Un feu attisé par la tramontane
Les conditions météorologiques sont particulièrement défavorables. La tramontane, vent régional violent, souffle en rafales et attise les flammes. Selon la préfecture, 750 sapeurs-pompiers, 200 véhicules et 9 moyens aériens (dont deux bombardiers d’eau) sont mobilisés pour tenter de contenir le sinistre. Le feu a déjà détruit plus de 1 500 hectares de végétation, principalement de la garrigue et des pins. Les communes de Trévillach et des alentours ont été évacuées par mesure de précaution, sans précision sur le nombre d’habitants concernés.
Deux blessés en urgence absolue
Le drame a fait deux victimes graves, selon Orange Actu. Un sapeur-pompier et un habitant de la région ont été hospitalisés en urgence absolue. Leurs pronostics vitaux ne sont pas connus à ce stade. « C’est une situation très difficile pour les équipes sur le terrain, confie une source proche de la préfecture, les conditions de travail sont extrêmes avec la chaleur et le vent. » Les moyens aériens ont dû interrompre leurs rotations pendant les pics de vent, compliquant la lutte.
Une décision attendue dans la journée
Le préfet des Pyrénées-Orientales, Pierre Regnault de la Mothe, a annoncé au cours d’un point presse qu’une décision serait prise d’ici la fin de la journée du dimanche 5 juillet. Il a évoqué trois options : le maintien de l’étape sur le tracé initial, une modification du parcours (départ décalé ou arrivée déplacée) ou l’annulation pure et simple de l’étape. « Nous devons garantir la sécurité des coureurs, du public et des personnels engagés, a-t-il déclaré. La situation évolue d’heure en heure. » Des discussions sont en cours avec les organisateurs du Tour de France, ASO. Selon TF1 Info, la fermeture de la D66 rend l’itinéraire initial difficilement praticable, ce qui plaide pour une modification.

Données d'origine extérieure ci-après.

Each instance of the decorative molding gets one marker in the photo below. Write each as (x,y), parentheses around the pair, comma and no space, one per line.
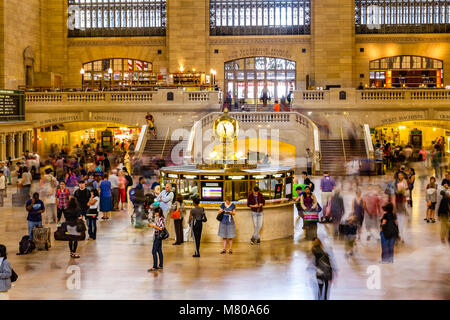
(117,42)
(245,41)
(403,39)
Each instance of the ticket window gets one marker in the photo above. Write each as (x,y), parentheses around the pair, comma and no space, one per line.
(277,188)
(264,187)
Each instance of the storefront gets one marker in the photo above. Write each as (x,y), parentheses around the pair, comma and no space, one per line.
(68,135)
(246,78)
(406,72)
(415,133)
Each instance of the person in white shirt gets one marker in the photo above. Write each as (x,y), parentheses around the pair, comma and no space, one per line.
(2,187)
(165,199)
(114,179)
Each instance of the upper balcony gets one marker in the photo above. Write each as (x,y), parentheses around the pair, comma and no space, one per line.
(122,101)
(350,98)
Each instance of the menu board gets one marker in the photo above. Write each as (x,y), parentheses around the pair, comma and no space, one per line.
(12,105)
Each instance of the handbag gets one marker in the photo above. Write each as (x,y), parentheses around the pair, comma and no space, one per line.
(14,276)
(175,214)
(312,216)
(204,218)
(163,234)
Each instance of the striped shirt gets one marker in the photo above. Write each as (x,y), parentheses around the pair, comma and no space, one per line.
(161,222)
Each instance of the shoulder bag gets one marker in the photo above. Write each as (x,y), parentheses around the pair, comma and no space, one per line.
(204,219)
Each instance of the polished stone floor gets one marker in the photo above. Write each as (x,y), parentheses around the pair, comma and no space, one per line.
(115,266)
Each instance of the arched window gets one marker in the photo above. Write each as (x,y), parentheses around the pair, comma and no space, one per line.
(259,17)
(406,72)
(100,18)
(117,72)
(402,16)
(246,78)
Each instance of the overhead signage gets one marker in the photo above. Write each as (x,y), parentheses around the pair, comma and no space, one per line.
(212,177)
(236,177)
(189,176)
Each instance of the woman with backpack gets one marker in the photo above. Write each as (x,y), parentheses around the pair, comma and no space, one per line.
(431,199)
(92,214)
(388,233)
(196,219)
(157,241)
(324,270)
(105,197)
(310,208)
(72,214)
(6,273)
(227,227)
(177,211)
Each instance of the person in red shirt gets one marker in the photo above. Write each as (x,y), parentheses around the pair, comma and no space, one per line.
(276,107)
(255,202)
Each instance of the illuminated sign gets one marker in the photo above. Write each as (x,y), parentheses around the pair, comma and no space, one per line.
(237,177)
(212,177)
(189,176)
(260,177)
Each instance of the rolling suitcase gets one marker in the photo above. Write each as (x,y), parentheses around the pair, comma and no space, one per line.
(41,238)
(17,200)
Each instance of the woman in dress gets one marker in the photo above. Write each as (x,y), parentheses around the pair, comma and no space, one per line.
(105,197)
(157,242)
(431,198)
(358,209)
(227,227)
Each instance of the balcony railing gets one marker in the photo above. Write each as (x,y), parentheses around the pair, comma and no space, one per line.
(114,97)
(349,96)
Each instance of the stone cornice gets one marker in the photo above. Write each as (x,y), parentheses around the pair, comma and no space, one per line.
(401,39)
(85,42)
(252,40)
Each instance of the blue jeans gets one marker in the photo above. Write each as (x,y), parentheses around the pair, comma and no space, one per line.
(157,250)
(92,227)
(31,225)
(387,248)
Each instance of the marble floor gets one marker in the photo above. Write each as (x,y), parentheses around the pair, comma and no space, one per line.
(115,266)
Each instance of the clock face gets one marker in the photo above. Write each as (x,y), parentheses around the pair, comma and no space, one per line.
(225,129)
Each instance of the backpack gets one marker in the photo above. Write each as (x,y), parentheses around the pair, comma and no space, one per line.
(324,270)
(133,195)
(26,245)
(390,229)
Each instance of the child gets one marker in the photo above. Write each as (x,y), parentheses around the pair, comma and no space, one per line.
(351,229)
(431,199)
(92,214)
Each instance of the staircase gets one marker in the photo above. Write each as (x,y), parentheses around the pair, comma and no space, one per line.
(333,155)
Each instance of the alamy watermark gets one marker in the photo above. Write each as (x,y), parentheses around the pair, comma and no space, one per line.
(73,282)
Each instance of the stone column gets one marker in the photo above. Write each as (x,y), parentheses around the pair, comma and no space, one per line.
(20,144)
(12,145)
(2,146)
(333,42)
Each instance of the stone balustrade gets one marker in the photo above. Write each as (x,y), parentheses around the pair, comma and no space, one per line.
(371,97)
(162,96)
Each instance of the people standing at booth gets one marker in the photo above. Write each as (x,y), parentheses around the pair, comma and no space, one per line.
(227,228)
(177,211)
(196,219)
(105,197)
(255,202)
(165,199)
(157,241)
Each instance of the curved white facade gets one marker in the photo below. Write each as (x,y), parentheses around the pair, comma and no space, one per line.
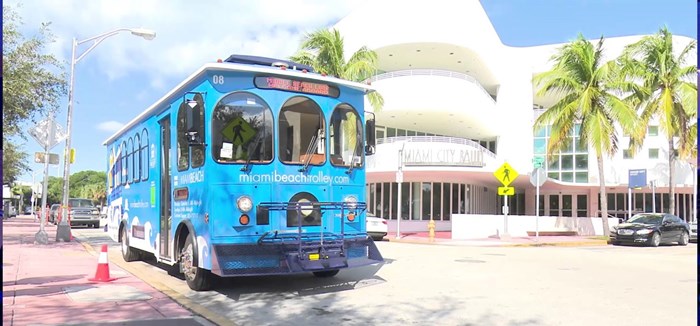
(446,79)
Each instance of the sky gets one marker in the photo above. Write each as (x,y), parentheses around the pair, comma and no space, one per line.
(125,74)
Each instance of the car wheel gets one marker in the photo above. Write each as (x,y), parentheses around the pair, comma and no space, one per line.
(330,273)
(655,239)
(128,253)
(198,279)
(683,240)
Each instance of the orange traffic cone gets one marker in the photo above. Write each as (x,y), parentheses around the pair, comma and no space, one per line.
(102,273)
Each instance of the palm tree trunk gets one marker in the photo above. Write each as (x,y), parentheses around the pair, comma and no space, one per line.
(603,197)
(671,172)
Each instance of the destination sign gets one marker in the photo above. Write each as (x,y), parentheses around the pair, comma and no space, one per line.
(296,86)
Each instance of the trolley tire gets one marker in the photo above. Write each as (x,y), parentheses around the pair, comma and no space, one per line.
(198,279)
(128,253)
(324,274)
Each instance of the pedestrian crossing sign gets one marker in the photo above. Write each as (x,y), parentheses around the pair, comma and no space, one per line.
(506,191)
(506,174)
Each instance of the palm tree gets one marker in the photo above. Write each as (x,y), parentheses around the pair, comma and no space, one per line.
(664,90)
(587,96)
(324,51)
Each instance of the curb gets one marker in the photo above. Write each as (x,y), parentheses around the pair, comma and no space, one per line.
(512,245)
(185,302)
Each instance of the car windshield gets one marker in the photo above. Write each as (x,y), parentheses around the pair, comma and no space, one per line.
(80,203)
(647,219)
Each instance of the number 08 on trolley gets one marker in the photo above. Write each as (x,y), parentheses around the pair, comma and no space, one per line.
(250,166)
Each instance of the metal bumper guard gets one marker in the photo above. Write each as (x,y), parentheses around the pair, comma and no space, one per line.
(284,253)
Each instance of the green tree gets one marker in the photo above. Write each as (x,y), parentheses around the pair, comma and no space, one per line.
(586,89)
(32,86)
(324,51)
(664,91)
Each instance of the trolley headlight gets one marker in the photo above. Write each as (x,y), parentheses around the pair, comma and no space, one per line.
(306,203)
(245,204)
(351,201)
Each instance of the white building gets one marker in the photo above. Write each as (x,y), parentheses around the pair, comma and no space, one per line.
(459,103)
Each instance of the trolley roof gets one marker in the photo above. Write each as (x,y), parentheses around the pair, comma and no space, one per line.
(234,66)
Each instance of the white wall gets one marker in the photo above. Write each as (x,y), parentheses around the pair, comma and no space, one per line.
(471,226)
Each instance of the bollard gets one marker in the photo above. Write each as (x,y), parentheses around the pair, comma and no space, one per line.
(431,230)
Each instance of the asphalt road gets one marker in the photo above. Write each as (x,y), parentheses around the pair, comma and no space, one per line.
(454,285)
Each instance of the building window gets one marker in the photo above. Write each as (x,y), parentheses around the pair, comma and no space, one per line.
(582,205)
(653,153)
(653,131)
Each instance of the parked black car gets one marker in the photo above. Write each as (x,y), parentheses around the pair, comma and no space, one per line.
(651,229)
(693,231)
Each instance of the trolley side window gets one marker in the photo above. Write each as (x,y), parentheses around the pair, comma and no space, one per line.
(345,137)
(242,129)
(183,148)
(302,132)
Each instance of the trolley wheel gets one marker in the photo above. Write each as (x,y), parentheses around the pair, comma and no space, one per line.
(330,273)
(198,279)
(128,253)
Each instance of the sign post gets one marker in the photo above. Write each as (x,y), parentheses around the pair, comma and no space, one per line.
(48,134)
(537,179)
(637,179)
(399,180)
(505,174)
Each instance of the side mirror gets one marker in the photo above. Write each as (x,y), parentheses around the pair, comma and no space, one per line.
(370,132)
(194,116)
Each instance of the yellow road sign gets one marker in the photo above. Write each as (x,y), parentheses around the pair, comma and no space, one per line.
(506,174)
(502,191)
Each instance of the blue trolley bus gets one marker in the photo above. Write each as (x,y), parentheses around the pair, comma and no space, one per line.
(251,166)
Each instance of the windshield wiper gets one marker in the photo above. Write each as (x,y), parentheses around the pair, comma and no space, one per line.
(254,145)
(311,148)
(354,153)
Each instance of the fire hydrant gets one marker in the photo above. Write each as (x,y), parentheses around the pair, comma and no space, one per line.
(431,230)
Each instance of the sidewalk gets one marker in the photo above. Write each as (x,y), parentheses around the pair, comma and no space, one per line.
(48,285)
(445,238)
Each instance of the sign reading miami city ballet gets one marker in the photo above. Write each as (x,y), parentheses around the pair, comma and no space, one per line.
(447,156)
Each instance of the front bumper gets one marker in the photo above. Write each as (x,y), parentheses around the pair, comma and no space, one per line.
(633,238)
(285,256)
(84,219)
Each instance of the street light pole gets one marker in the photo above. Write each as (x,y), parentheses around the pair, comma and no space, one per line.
(63,230)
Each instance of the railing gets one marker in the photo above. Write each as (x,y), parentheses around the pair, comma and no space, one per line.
(436,139)
(431,72)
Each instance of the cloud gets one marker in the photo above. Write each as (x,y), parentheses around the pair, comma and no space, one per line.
(111,126)
(188,34)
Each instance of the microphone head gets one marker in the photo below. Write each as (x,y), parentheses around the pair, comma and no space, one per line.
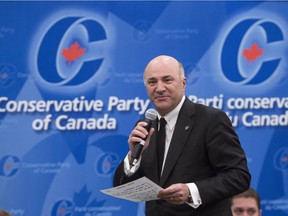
(151,114)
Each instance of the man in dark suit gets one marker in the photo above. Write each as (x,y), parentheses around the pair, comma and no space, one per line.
(203,165)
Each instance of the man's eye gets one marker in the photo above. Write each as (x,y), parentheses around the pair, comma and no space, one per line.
(151,82)
(238,211)
(168,80)
(251,211)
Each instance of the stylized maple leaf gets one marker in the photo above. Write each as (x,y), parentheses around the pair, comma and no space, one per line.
(253,52)
(73,53)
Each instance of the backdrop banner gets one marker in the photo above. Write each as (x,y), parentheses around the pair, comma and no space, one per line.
(71,82)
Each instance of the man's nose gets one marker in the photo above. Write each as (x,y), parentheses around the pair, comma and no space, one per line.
(160,86)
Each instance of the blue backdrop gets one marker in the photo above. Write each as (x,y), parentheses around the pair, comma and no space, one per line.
(71,90)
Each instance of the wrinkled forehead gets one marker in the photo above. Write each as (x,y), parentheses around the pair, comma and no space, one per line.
(163,64)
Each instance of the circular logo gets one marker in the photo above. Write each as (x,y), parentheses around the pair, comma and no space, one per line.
(247,55)
(70,51)
(9,165)
(63,208)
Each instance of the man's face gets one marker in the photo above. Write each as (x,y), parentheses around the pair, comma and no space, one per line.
(164,86)
(245,207)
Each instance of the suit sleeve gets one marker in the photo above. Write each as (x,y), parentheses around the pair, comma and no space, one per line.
(227,159)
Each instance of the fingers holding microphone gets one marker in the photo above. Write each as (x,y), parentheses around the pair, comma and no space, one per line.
(139,135)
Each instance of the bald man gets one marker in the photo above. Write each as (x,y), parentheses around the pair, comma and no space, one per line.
(202,164)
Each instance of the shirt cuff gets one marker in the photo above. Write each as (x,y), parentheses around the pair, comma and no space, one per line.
(128,169)
(195,195)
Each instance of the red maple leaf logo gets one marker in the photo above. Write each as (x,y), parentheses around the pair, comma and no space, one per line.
(73,53)
(253,52)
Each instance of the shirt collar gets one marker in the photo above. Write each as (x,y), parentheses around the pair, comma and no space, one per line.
(172,116)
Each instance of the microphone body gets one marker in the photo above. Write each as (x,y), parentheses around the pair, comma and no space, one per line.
(150,116)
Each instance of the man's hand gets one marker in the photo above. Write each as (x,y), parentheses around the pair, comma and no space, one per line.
(137,134)
(176,194)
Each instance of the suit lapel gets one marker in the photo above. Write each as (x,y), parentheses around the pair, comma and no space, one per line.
(183,128)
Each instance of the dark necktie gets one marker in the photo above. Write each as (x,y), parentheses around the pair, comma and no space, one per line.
(161,143)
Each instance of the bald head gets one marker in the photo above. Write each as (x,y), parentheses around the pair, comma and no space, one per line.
(165,83)
(162,61)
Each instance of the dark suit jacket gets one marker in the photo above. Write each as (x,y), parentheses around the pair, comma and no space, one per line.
(205,150)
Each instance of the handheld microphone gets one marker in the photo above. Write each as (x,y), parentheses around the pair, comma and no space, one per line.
(150,116)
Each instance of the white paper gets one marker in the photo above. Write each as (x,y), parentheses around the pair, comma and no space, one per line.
(140,190)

Contexte dans les Pyrénées-Orientales
Les Pyrénées-Orientales, département méditerranéen aux reliefs escarpés, connaissent chaque été des feux de forêt. Mais celui-ci, par son ampleur et sa localisation à moins de 70 km d’une étape du Tour, est exceptionnel. Le département, qui accueille régulièrement des étapes de montagne du Tour (notamment sur les pentes du Canigou), voit son image touristique liée à l’événement mise sous pression. La station des Angles, station de ski et de sports d’été, devait offrir un décor splendide pour l’arrivée des coureurs. « C’est une catastrophe pour le territoire, même si l’urgence est humaine avant tout », confie un élu local sous couvert d’anonymat. L’incendie survient en pleine saison touristique, accentuant les inquiétudes pour l’économie locale.
Le Tour face à l’incertitude
Dans le peloton, l’inquiétude monte. Les coureurs et les équipes suivent la situation avec attention. Sur la deuxième étape, courue samedi, les jeunes Français ont brillé. Paul Seixas a crevé l’écran (lire notre article sur sa performance), tandis qu’Isaac Del Toro s’est imposé en solitaire, relançant les débats sur son potentiel (lire notre analyse de sa victoire). En revanche, un premier coup dur a frappé Groupama-FDJ avec l’abandon de Clément Berthet (lire les détails de son forfait).
Si l’étape est annulée, ce serait une première depuis 2021 pour une étape de plaine/semi-montagne, mais des précédents existent liés à des catastrophes naturelles (éboulements, tempêtes). Les coureurs, eux, devront patienter pour en découdre dans les Pyrénées. Une annulation pourrait perturber la stratégie des équipes de grimpeurs, qui misaient sur cette première étape pyrénéenne pour tester leur forme.
La décision du préfet sera connue dans les prochaines heures. En attendant, les 750 pompiers continuent de lutter contre les flammes, espérant que la tramontane faiblisse. Le Tour, lui, retient son souffle.